A revocable living trust is an estate planning tool that provides certain benefits, but things essentially stay the same when you convey assets into this type of trust.
The trust creator is called the grantor of the trust, and the trustee is the trust administrator. The grantor will typically act as the trustee throughout his or her life. If you create this type of trust, you still control the assets that you conveyed into the trust.
You are retaining incidents of ownership in legal parlance, so the assets in the trust are still considered to be your personal property. If income is earned by assets in the trust, you would claim that income on your personal income tax returns. Plus, assets in the trust would be counted as part of your estate for estate tax purposes.
When assets appreciate, the capital gains tax will enter the picture. You would pay this tax when you realize a gain. A gain is realized when the asset is sold and you take possession of the liquidity.

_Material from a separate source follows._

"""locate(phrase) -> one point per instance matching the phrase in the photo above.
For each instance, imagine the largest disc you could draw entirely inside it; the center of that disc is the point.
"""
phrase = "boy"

A long-term capital gain is a gain that is realized at least 12 months after you purchase the asset. Most people pay a 15 percent long-term capital gains rate, and the highest income earners pay 20 percent.
Short-term capital gains are realized less than a year after the original purchase, and these gains are taxed at your regular income tax rate.
When inherited appreciated assets are being transferred, the inheritor gets a step-up in basis. The appreciation that took place during the life of the decedent would not be the inheritor’s responsibility. For capital gains purposes, the value of the inherited assets would be equal to their value at the time of the inheritors acquisition of them.
Assets that were conveyed into a living trust would get a step-up in basis. This is because of the fact that the grantor/trustee retained incidents of ownership while he or she was still living. The inheritor wouldn’t have to pay capital gains tax on the appreciation, but the inheritor would be responsible for any future appreciation.
Value of Living Trusts
A living trust can be a good choice for many different people, and you do not have to be wealthy to create a living trust. With these trusts you can include stipulations that would prevent inheritance squandering, and you can name someone to manage the trust in the event of your incapacitation.
The asset transfers that would take place after your death would not be subject to probate, and this is another benefit. Probate is a time-consuming and potentially expensive process, and it would enter the picture if you use a last will as the centerpiece of your estate plan.